BANHO DE MARIPOSA

Eu estava bem na minha, no meio do banho quando a percebi, embora já estava muito atrasado para o culto, entre uma ensaboada e outra ficava a observar aquele bichinho minúsculo que parecia nadar sobre a água que acumulava no chão antes de escorrer pelo ralo.

Pensei que havia possibilidades dela morrer porque a água estava um pouco quente e até pensei em jogar um pouco sobre a bichinha para ver o que aconteceria, como ela se sobressairia, talvez por pura maldade, mas para meu próprio alivio não obedeci aos meus maus pensamentos, nem aos bons porque pensei em ajuda-la e retirá-la da água para vê-la voar, mas o pensamento veio e foi muito depressa, talvez por causa da correria do banho e o meu atraso para ir à igreja.

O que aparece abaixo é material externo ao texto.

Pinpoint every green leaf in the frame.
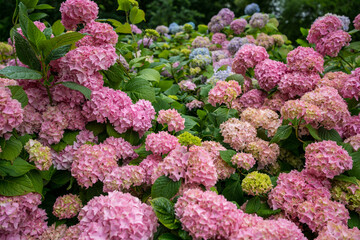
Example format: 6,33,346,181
305,124,321,141
0,137,23,161
123,77,156,102
138,68,160,82
318,127,342,142
61,82,91,100
270,125,293,143
14,32,41,71
51,20,65,36
0,158,35,177
0,66,42,80
130,7,145,24
7,86,29,108
0,174,35,197
45,44,71,64
151,176,181,199
150,197,180,229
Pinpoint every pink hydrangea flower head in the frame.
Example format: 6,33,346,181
230,18,247,35
60,0,99,30
76,21,118,47
305,141,353,178
24,139,52,171
103,165,145,192
306,15,342,44
232,44,269,75
255,59,287,91
231,152,256,171
145,131,180,155
53,194,82,219
220,118,257,151
208,80,241,107
78,191,159,240
157,109,185,132
286,46,324,73
278,71,320,98
316,30,351,57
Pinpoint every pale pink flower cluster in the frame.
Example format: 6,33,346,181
305,141,353,178
255,59,287,91
24,139,52,171
71,144,117,188
245,138,280,169
230,18,247,35
145,131,180,155
52,194,82,219
157,109,185,132
178,80,196,91
201,141,235,180
0,87,24,135
0,193,47,240
240,107,281,137
231,152,256,171
232,44,269,75
297,198,350,232
208,80,241,107
60,0,99,30
220,118,257,151
340,67,360,100
301,87,350,129
315,221,360,240
76,21,118,47
103,165,145,192
78,191,159,240
185,99,204,111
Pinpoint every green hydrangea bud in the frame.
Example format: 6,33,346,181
331,180,360,214
177,132,201,146
241,171,273,196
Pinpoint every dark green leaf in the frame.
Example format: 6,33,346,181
150,197,180,229
0,158,35,177
270,125,293,143
7,86,29,108
151,176,181,199
0,66,42,80
61,82,91,100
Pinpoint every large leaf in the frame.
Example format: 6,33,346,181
61,82,91,100
150,197,180,229
151,176,181,199
0,66,42,80
7,86,29,108
14,32,41,71
0,158,35,177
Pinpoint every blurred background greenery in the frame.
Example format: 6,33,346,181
0,0,360,42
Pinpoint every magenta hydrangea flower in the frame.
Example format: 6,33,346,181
220,118,257,151
103,165,145,192
316,30,351,57
230,18,247,35
76,21,118,47
305,141,353,178
286,46,324,73
145,131,180,155
232,44,269,75
60,0,99,30
157,109,185,132
306,15,342,44
255,59,287,91
78,191,159,240
53,194,82,219
208,80,241,107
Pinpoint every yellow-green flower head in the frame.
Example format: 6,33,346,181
145,29,160,37
241,171,273,196
177,132,201,146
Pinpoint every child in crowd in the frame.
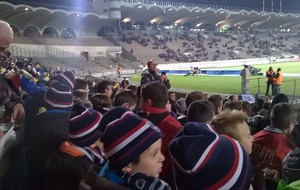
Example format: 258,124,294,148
90,93,112,114
100,106,170,190
44,103,106,190
169,122,252,190
251,103,298,189
211,110,253,154
187,100,215,124
277,148,300,190
113,89,138,111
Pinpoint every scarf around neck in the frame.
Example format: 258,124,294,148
122,172,171,190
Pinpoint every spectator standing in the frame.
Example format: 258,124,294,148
273,68,282,96
266,67,275,96
251,103,297,189
138,81,182,189
141,60,171,89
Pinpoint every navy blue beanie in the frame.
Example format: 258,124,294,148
169,122,252,190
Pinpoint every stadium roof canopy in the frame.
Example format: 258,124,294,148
121,0,300,30
0,0,300,36
0,2,111,35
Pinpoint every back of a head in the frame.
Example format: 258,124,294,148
187,100,215,123
270,102,298,130
141,81,168,109
282,148,300,184
224,101,243,111
185,91,204,108
90,93,112,110
113,89,138,107
73,78,89,91
97,80,112,93
271,93,289,108
211,109,247,140
175,98,187,115
169,122,252,190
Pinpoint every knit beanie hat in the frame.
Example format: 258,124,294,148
52,71,75,90
44,82,74,110
100,106,162,169
169,122,252,190
175,98,187,115
69,103,102,147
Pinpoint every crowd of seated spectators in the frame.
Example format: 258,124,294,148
0,53,300,190
120,31,300,62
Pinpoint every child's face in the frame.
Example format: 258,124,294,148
129,139,165,177
238,122,253,154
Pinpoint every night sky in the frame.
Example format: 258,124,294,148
7,0,300,12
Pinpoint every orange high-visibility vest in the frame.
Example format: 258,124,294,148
266,70,275,81
273,71,282,85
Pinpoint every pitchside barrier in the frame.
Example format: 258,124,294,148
157,58,292,76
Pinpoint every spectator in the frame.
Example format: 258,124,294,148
187,100,215,124
97,80,113,98
100,107,170,190
138,81,182,188
277,148,300,190
73,79,90,103
228,95,239,102
273,68,282,96
141,60,171,89
251,103,297,189
113,89,138,111
168,91,176,117
121,77,129,89
177,91,204,126
208,94,223,115
169,122,252,190
44,103,106,190
211,110,253,154
90,93,112,115
266,67,275,96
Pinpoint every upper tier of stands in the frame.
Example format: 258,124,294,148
14,36,115,46
119,31,300,63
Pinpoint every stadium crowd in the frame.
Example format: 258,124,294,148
0,21,300,190
119,30,300,62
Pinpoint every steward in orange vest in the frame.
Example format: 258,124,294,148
273,68,282,96
266,67,275,96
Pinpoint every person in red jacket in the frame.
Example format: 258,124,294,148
250,103,297,189
138,81,182,189
266,67,275,96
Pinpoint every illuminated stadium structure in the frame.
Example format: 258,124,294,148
0,0,300,38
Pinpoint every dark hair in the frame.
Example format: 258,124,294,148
187,100,215,123
208,94,222,114
270,102,298,129
73,78,89,90
224,101,243,111
113,89,138,107
271,93,289,108
126,84,138,94
141,81,168,109
90,93,112,110
185,91,204,108
97,80,112,93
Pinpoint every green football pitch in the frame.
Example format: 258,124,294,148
130,62,300,96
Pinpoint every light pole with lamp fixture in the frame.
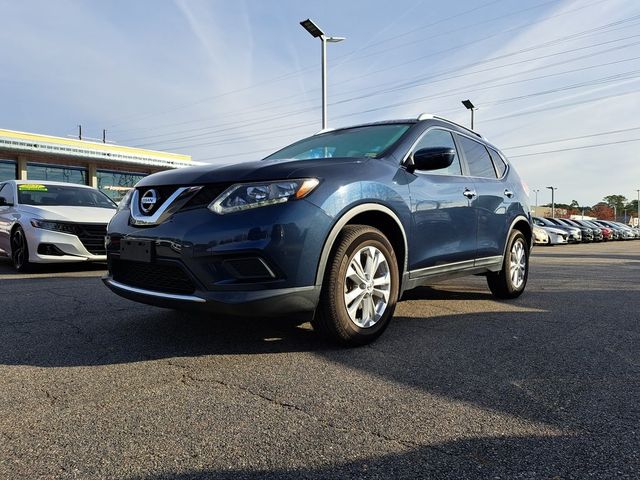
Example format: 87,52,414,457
300,18,345,130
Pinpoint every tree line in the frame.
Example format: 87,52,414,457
543,195,638,222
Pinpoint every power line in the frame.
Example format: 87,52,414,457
509,138,640,158
112,0,620,135
123,30,640,143
110,0,510,129
124,27,640,146
138,57,640,152
502,127,640,151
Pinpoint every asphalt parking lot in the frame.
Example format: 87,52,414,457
0,242,640,479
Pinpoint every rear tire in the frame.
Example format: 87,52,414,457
487,230,529,299
312,225,400,346
11,225,31,272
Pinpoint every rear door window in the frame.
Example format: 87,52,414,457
458,135,498,178
413,129,462,175
489,147,507,178
0,183,15,205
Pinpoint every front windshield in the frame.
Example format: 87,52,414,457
18,183,116,208
264,123,412,160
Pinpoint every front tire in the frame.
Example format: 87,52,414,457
11,225,30,272
487,230,529,299
312,225,400,346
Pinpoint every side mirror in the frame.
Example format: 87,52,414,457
409,147,456,172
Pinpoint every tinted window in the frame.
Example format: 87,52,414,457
27,163,87,185
458,135,496,178
413,129,462,175
18,183,116,208
264,123,411,160
489,148,507,178
0,183,14,204
0,160,16,182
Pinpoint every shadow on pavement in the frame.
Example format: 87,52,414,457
129,433,638,480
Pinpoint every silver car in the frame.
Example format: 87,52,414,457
0,180,116,271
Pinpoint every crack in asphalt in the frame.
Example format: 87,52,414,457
167,360,486,464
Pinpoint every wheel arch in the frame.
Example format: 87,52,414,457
316,203,409,286
502,215,533,258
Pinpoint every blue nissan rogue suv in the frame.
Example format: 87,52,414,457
104,114,532,345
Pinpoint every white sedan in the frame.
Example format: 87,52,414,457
0,180,116,271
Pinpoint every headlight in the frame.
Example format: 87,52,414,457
116,188,134,212
31,219,76,235
209,178,320,215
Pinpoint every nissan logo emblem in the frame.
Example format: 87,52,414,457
140,188,158,213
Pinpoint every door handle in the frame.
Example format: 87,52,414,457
462,188,477,200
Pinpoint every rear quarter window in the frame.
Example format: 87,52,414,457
489,147,507,178
458,135,497,178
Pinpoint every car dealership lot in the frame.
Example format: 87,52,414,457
0,246,640,479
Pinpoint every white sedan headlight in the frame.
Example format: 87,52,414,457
209,178,320,215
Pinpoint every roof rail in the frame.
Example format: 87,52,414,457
418,113,486,140
416,113,434,122
313,127,335,136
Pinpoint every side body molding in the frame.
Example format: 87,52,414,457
316,203,409,289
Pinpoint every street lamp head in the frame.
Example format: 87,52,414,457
462,99,476,110
300,18,324,38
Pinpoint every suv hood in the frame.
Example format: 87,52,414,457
137,158,370,187
19,205,116,223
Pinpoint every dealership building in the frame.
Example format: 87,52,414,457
0,129,195,201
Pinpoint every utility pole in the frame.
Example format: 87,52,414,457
547,187,558,218
462,99,476,130
636,188,640,228
300,18,345,130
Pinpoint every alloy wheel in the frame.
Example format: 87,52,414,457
344,245,391,328
11,228,27,270
509,239,527,289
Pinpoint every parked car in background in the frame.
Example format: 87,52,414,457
533,224,550,245
104,114,532,345
533,217,569,245
583,220,613,241
612,222,638,239
565,218,604,242
532,217,582,243
597,220,636,240
0,180,116,271
591,220,622,240
545,217,593,243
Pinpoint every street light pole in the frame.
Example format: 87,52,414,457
547,187,558,218
636,189,640,228
462,99,476,130
300,18,345,130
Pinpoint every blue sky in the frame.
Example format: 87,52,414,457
0,0,640,204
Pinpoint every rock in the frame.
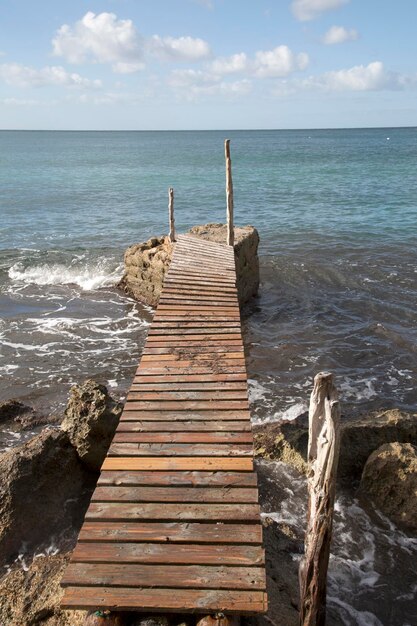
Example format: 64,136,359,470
254,409,417,485
118,224,259,307
359,442,417,530
0,429,92,564
0,554,87,626
130,614,170,626
0,400,50,430
61,380,123,471
118,237,173,307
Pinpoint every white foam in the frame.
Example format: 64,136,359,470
9,259,123,291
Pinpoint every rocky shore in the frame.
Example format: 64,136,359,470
0,380,417,626
0,224,417,626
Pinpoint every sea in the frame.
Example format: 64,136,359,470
0,128,417,626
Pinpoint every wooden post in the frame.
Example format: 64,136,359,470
168,187,175,242
299,372,340,626
224,139,235,246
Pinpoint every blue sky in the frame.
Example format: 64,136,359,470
0,0,417,130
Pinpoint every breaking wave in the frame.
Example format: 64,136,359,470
9,259,123,291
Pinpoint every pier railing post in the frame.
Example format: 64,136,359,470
224,139,235,246
299,372,340,626
168,187,175,242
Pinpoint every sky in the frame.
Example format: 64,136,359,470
0,0,417,130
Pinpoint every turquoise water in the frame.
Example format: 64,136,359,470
0,128,417,414
0,128,417,626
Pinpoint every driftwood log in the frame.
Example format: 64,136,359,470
224,139,235,246
168,187,175,242
299,372,340,626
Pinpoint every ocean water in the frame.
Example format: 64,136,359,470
0,128,417,626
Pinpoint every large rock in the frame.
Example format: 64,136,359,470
359,442,417,530
254,409,417,485
118,237,173,307
0,554,87,626
61,380,123,471
0,429,95,564
119,224,259,307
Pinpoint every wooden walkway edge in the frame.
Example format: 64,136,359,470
61,235,267,614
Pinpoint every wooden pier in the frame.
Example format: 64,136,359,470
62,235,267,614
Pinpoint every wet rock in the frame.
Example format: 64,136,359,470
359,442,417,530
254,409,417,486
130,614,171,626
0,554,87,626
118,237,173,307
61,380,123,471
0,400,50,430
118,224,259,307
0,429,95,565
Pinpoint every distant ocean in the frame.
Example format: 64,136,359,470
0,128,417,626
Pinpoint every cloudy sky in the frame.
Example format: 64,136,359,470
0,0,417,130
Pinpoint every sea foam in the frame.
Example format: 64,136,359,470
9,259,123,291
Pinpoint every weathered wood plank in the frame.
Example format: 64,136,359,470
91,486,258,505
107,443,253,457
113,427,253,444
101,457,253,472
97,470,257,489
71,540,264,566
61,563,265,590
116,416,252,428
120,410,250,423
61,587,267,615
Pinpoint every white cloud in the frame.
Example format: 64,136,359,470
52,11,210,74
255,46,309,78
209,45,309,78
323,26,359,46
52,11,143,73
300,61,408,91
146,35,210,61
210,52,249,76
169,69,252,100
0,63,101,88
291,0,350,22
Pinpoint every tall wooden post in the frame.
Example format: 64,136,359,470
299,372,340,626
168,187,175,242
224,139,235,246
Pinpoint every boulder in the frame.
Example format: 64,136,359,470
0,399,50,431
0,428,92,568
359,441,417,530
61,380,123,471
0,554,87,626
118,237,173,307
118,224,259,307
254,409,417,486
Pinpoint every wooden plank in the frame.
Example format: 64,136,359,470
61,563,265,590
125,394,249,411
116,420,251,435
79,521,262,545
120,410,250,424
142,339,243,356
133,370,247,380
113,427,253,444
107,443,253,457
85,502,260,520
131,376,248,391
71,540,264,566
101,457,253,472
127,385,248,402
91,486,258,506
97,470,257,488
61,587,267,615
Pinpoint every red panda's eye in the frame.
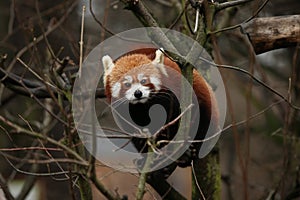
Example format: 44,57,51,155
124,82,131,87
140,79,147,85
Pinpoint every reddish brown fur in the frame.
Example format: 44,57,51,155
106,49,218,140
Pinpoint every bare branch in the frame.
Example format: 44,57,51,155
241,15,300,54
214,0,253,11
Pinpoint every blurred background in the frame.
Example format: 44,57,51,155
0,0,300,200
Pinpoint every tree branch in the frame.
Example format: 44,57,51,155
241,15,300,54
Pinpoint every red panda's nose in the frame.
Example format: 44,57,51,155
134,90,143,99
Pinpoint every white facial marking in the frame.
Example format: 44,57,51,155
125,83,150,102
138,73,144,81
111,82,121,98
150,76,161,90
152,49,168,77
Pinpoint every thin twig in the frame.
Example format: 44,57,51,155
0,116,87,164
208,0,269,34
0,174,15,200
78,6,85,78
199,57,300,110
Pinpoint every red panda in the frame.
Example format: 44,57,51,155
102,48,218,170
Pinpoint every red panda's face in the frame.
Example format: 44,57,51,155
111,64,161,103
102,50,167,103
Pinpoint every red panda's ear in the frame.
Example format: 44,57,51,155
102,55,115,73
102,55,115,86
152,49,168,76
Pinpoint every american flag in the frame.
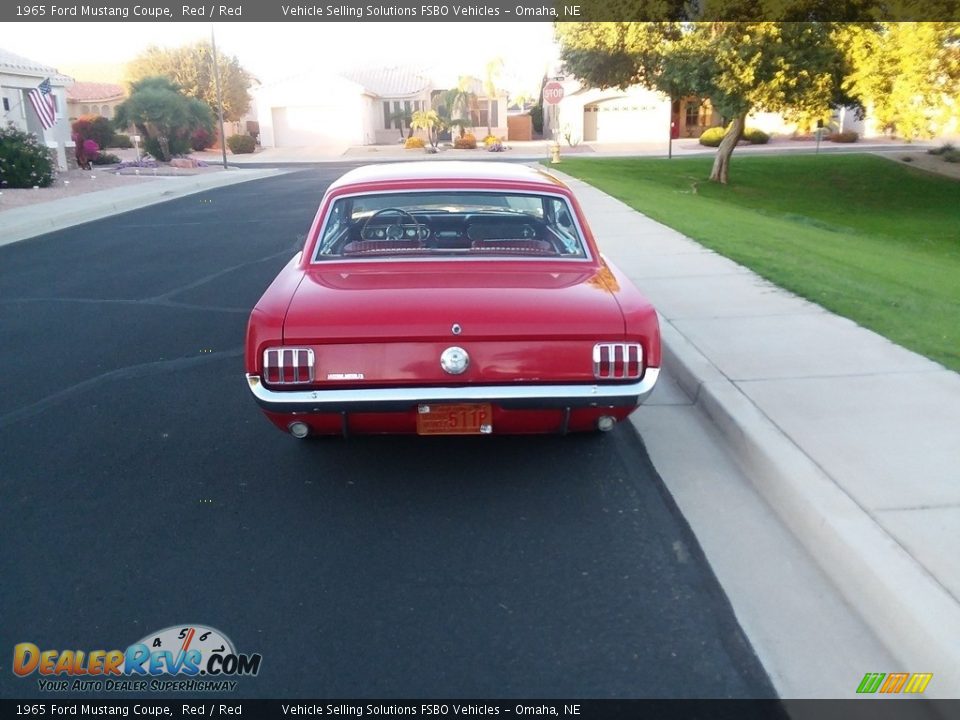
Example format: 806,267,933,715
29,78,57,130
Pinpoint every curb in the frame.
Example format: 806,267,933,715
0,169,284,247
660,317,960,697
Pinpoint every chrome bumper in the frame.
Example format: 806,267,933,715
247,367,660,413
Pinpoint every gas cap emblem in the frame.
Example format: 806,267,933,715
440,346,470,375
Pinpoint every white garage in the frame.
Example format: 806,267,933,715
558,80,670,143
254,74,375,153
583,97,670,142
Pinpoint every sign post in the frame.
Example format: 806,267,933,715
543,80,563,163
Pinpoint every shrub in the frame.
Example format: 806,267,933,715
190,128,215,152
530,105,543,135
73,135,100,170
700,127,727,147
227,135,257,155
743,128,770,145
70,115,113,147
927,143,955,155
453,133,477,150
827,130,860,142
143,134,190,160
90,152,120,165
0,123,56,188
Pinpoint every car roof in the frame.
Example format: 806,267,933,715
330,160,566,190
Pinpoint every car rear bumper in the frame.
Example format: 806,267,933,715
247,367,660,414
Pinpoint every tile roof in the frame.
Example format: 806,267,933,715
0,48,71,85
67,82,124,102
342,67,431,97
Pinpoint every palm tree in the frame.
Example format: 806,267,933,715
433,75,476,137
410,110,443,147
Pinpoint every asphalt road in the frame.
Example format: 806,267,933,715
0,167,774,699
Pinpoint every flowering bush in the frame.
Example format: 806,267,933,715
108,133,133,148
227,135,257,155
453,133,477,150
117,157,159,170
0,123,56,188
91,152,120,165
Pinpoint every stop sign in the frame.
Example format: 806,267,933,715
543,80,563,105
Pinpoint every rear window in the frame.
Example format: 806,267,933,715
313,190,587,262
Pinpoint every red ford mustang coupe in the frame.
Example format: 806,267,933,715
246,161,660,438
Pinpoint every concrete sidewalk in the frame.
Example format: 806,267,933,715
564,176,960,697
0,168,283,247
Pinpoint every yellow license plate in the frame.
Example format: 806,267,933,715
417,403,493,435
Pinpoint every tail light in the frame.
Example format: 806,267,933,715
593,343,643,380
263,348,313,385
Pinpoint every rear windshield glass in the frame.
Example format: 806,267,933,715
314,191,587,261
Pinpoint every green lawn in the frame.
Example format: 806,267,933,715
560,154,960,370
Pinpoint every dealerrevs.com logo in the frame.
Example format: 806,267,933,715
13,625,263,692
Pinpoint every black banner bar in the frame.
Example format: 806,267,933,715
0,0,960,22
0,697,960,720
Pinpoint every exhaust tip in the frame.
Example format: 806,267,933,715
287,420,310,440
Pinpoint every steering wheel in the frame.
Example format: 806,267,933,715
360,208,423,242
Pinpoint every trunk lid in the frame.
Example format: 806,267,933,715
283,262,624,345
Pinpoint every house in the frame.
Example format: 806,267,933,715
67,82,126,122
253,67,507,152
0,49,73,170
556,78,722,143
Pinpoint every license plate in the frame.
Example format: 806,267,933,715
417,403,493,435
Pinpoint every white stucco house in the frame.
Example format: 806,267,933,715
252,67,507,152
0,48,73,170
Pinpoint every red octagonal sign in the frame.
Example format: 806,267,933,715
543,80,563,105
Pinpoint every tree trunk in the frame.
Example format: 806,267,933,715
710,113,747,185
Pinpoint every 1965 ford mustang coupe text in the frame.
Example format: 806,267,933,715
246,162,660,437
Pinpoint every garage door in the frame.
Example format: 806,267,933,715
583,98,670,142
273,105,354,148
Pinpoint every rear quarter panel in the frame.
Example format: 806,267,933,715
244,253,303,373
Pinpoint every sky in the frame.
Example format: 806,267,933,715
0,22,557,94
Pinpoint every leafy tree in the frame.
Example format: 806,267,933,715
555,21,843,183
114,77,213,162
839,22,960,139
127,40,254,120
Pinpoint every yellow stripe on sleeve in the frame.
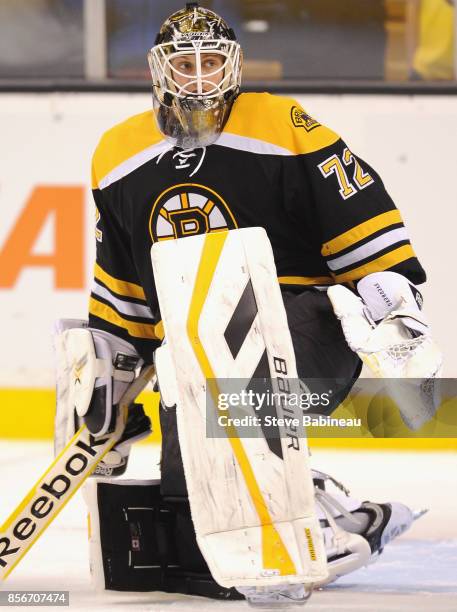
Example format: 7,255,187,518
94,264,146,300
335,244,416,283
321,209,403,257
92,110,163,189
89,298,163,340
278,276,335,285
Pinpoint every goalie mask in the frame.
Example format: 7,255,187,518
148,3,242,149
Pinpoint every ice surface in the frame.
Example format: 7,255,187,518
0,441,457,612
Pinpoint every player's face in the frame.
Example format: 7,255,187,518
170,53,225,93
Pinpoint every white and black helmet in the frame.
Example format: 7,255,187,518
148,2,242,149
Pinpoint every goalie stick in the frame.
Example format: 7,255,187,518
0,365,155,580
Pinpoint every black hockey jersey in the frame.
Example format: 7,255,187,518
89,93,425,361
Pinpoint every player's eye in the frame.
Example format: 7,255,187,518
174,61,194,74
203,58,222,72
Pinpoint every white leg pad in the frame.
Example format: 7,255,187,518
151,228,327,587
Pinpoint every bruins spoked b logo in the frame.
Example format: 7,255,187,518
149,183,237,242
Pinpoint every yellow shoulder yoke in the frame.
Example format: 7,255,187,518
224,93,339,155
92,109,163,189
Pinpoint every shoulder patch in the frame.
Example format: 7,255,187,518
290,106,321,132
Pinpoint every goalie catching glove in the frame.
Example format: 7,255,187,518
54,319,151,476
328,272,442,430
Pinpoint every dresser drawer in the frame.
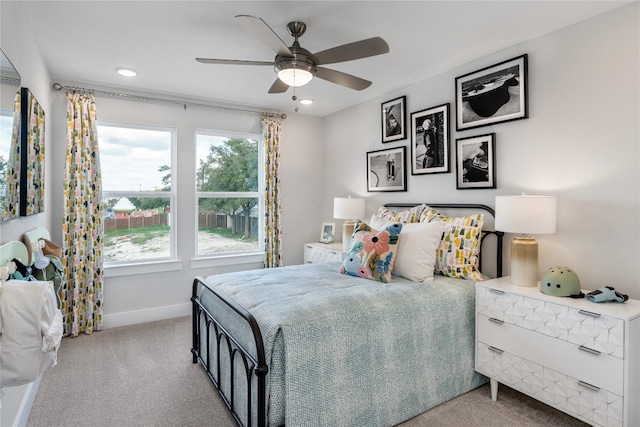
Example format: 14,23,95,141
477,286,624,359
476,315,624,395
304,244,344,264
476,342,624,426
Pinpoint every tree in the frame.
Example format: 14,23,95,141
196,138,258,239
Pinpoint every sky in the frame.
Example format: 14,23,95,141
98,124,248,191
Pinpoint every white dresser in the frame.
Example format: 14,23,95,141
476,277,640,427
304,242,347,264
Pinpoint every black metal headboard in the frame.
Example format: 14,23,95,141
383,202,504,277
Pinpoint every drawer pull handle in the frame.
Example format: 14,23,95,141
489,345,504,354
578,345,600,356
578,310,600,317
578,381,600,391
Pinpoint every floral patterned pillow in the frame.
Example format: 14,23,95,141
420,209,484,280
376,204,429,223
340,221,402,283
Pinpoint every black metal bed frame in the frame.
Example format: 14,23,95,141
191,203,504,427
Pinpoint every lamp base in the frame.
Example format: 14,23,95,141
342,220,356,252
511,237,538,286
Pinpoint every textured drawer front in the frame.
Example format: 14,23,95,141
476,342,623,426
477,286,624,359
476,316,624,395
304,245,342,264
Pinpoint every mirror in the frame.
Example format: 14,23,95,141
20,87,44,216
0,49,22,221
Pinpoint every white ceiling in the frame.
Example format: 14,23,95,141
18,0,629,116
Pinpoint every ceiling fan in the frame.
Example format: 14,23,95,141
196,15,389,93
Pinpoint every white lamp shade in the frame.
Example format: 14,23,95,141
333,197,364,219
495,195,556,234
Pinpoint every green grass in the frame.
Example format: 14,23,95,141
104,225,169,247
104,225,258,247
198,227,258,242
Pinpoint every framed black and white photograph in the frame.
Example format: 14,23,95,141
367,146,407,191
320,222,336,243
456,54,529,130
456,133,496,189
381,96,407,143
411,104,450,175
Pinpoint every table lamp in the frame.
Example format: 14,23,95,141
333,197,364,251
495,194,556,286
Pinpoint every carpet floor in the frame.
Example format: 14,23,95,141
27,317,587,427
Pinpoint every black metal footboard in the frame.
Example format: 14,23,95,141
191,277,269,427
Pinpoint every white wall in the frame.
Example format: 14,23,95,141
0,1,53,243
323,2,640,298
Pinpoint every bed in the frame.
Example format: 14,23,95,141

Então de repente me dei conta de que a Mariposa não se mechia mais, fiquei meio atordoado e desejei vê-la se mecher e até prometi para mim mesmo que a ajudaria se ela se mexesse só mais um pouquinho, mas ela não se mexeu e eu fitei os olhos nela esperançoso e nada, nenhum movimento.

Foi aí que percebi o meu desperdício: não aproveitei a oportunidade que tive de salvar e ajudar a preservar aquela vida e agora ela estava ali, ainda perfeita, era ela toda uma Mariposa: cabeça, asas, corpo, cor e membros de Mariposa; mas era uma mariposa sem movimentos, era apenas um corpo agora, mais parecia um objeto inorgânico, uma pedra, sem vida; mas um dia sei que ela teve vida, há alguns instantes ela estava viva e eu a perdi, queria que ela voasse agora, voltasse a voar, voltasse à vida; queria que a vida entrasse naquele corpo de novo e saísse voando, como será que a vida entra no corpo? Ou como será que se coloca uma vida dentro de um corpo? E eu não tinha como colocar ou fazer a vida entrar de novo naquele corpo e tive que aceitar a dura realidade, não havia mais nada a fazer a não ser aceitar que eu tinha perdido e comigo todos os seres viventes porque eramos todos menos um agora.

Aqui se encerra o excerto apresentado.